The Star Tribune reports that the recently concluded legislative session was "kind to business" (June 20). That article, like the session, largely ignored small business, even though 98 percent of Minnesota businesses are small and employ 52 percent of our workforce. (That's 1.2 million Minnesotans.)
This session did not address small businesses' most pressing issue. In survey after survey, most owners of small businesses identify affordable health care as their top concern. According to the Council of Economic Advisers, small businesses pay up to 18 percent more per worker than do large firms for the same health-insurance policies, leading many to conclude that small businesses subsidize health care for large businesses. (Read more research and solutions on health care for small businesses at smallbusinessmn.org.)
This session lowered utility rates for big businesses and increased rates on small businesses, and enacted a fee on emerging-energy small-business customers.
Equity crowdfunding passed this session to help small-business owners access capital.
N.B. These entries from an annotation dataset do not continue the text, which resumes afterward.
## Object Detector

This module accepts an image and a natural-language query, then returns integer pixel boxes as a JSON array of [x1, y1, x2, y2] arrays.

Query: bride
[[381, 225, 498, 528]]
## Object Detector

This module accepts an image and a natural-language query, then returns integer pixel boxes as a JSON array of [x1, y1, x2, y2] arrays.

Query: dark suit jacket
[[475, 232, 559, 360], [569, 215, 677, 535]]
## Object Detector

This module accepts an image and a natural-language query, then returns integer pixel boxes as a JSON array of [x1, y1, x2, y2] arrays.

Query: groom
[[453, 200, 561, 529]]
However, the new law does not require a timeline to create rules needed to enact the program. Congress passed a similar law years ago that, without rules, sits idle.
The Minnesota Pollution Control Agency citizens' board was abolished this session because it requested an environmental-impact review of a proposed large corporate farm. This signals more favoritism toward big business and further disadvantages to small-business farms that may be downstream from heavy polluters, that do not benefit from economies of scale and that create far less pollution.
Small businesses, such as small rice farms, may be destroyed as a result of a law passed this session that defunds enforcement of decades-old sulfate dumping standards. Pollinator-friendly small businesses now face unfair competition practices because of a new law that allows "pollinator friendly" labels on products that are or may be lethal to pollinators.
Minnesota businesses of all sizes need transportation to get goods to market, employees to work and customers to their doors. Transportation was left largely unaddressed this session.
In Greater Minnesota, tens of thousands of small-business owners, customers and employees do not have adequate Internet access. Last session, Small Business Minnesota supported an Internet access program for Greater Minnesota. This session, the program was almost eliminated. After protest, it was "reinstated," but with only 10 percent of its funding.